The earnings bonanza rumbles on, with U.S. media and consumer stocks and big oil and renewables topping the list in Europe.
Australia and India’s central banks are navigating the shifting sands of data and markets are digesting what the world’s top central banks have to offer. The question is what impact this will have on bonds and stock markets after a stellar January?
Here’s a look at the week ahead in markets:
SHOW MUST GO ON
Media and consumer industry stocks take their turn at the fore as another batch of U.S. results is set to land.
Walt Disney Co., which faces a proxy battle over board representation, and News Corp., which scrapped a plan to reunite with Fox Corp., are reporting on Wednesday and Thursday, respectively, with the New York Times also up on Wednesday.
Earnings from PepsiCo Inc. and Kellogg Co. on Thursday will offer insight into how consumers are grappling with inflation. All told, more than 90 S&P 500 companies are expected to post results in coming days.
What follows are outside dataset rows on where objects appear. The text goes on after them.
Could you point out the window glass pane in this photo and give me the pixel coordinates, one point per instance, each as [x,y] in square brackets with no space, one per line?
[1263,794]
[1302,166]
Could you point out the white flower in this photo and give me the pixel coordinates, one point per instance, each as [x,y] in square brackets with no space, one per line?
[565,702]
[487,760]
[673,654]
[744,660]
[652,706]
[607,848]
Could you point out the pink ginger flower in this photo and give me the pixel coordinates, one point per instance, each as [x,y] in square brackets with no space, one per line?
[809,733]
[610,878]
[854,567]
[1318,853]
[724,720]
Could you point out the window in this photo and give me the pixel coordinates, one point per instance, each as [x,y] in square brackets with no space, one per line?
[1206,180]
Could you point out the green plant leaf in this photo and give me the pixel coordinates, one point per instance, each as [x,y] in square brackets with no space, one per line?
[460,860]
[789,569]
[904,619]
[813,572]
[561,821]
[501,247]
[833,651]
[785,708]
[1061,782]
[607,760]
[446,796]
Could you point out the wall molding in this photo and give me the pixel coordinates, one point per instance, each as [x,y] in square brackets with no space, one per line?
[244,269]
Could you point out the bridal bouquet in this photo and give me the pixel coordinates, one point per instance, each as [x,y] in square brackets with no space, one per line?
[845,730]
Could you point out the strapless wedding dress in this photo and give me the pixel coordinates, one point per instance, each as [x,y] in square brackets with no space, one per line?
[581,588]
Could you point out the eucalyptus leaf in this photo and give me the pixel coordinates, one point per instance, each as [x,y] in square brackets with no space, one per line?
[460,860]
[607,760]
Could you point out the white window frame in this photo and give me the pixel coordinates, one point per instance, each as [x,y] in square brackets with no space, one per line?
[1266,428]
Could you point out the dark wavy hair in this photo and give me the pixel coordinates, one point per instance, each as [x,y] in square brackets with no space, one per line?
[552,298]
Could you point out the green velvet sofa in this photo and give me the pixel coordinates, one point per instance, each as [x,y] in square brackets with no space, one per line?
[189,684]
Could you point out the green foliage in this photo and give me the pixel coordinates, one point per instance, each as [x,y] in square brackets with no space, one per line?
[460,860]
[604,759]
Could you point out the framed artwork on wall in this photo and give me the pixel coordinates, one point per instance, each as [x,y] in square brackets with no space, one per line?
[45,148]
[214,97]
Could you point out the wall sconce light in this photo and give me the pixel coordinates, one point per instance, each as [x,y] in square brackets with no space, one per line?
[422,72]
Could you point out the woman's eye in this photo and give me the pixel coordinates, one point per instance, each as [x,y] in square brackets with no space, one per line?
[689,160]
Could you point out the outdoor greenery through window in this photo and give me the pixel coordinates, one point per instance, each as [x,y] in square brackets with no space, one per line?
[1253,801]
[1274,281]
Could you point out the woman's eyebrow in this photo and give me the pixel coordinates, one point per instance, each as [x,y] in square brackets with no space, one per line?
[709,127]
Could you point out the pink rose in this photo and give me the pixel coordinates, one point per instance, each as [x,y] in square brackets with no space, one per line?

With 190 companies having reported, S&P 500 earnings are set to have declined 2.4 per cent in the fourth-quarter from a year ago – a steeper fall than the 1.6-per-cent drop predicted on Jan. 1, according to Refinitiv IBES.
Big Oil lived up to its nickname in 2022, as disruption of supplies linked to Russia’s Ukraine war and high prices translated into big profits – a record US$200-billion to be exact.
Shell reported a record US$40-billion profit last year. BP, TotalEnergies and Norwegian state producer Equinor are all due in coming days – as are “Big Renewables,” including Danish wind-turbine maker Vestas and Germany’s Siemens Energy.
Unlike their fossil-fuel counterparts, turbine and solar-panel makers have struggled to pass on higher input costs though investors have yet to penalize them for that.
Over the last three years, the iShares Clean Energy exchange-traded fund has risen by 120 per cent, while the SPDR S&P Oil & Gas ETF has gained just 12 per cent. Oil and gas may have won the sprint, but not the marathon.
Markets have bet on another quarter point rate hike by the Reserve Bank of Australia on Tuesday, but the economic backdrop is less clear cut than a week ago.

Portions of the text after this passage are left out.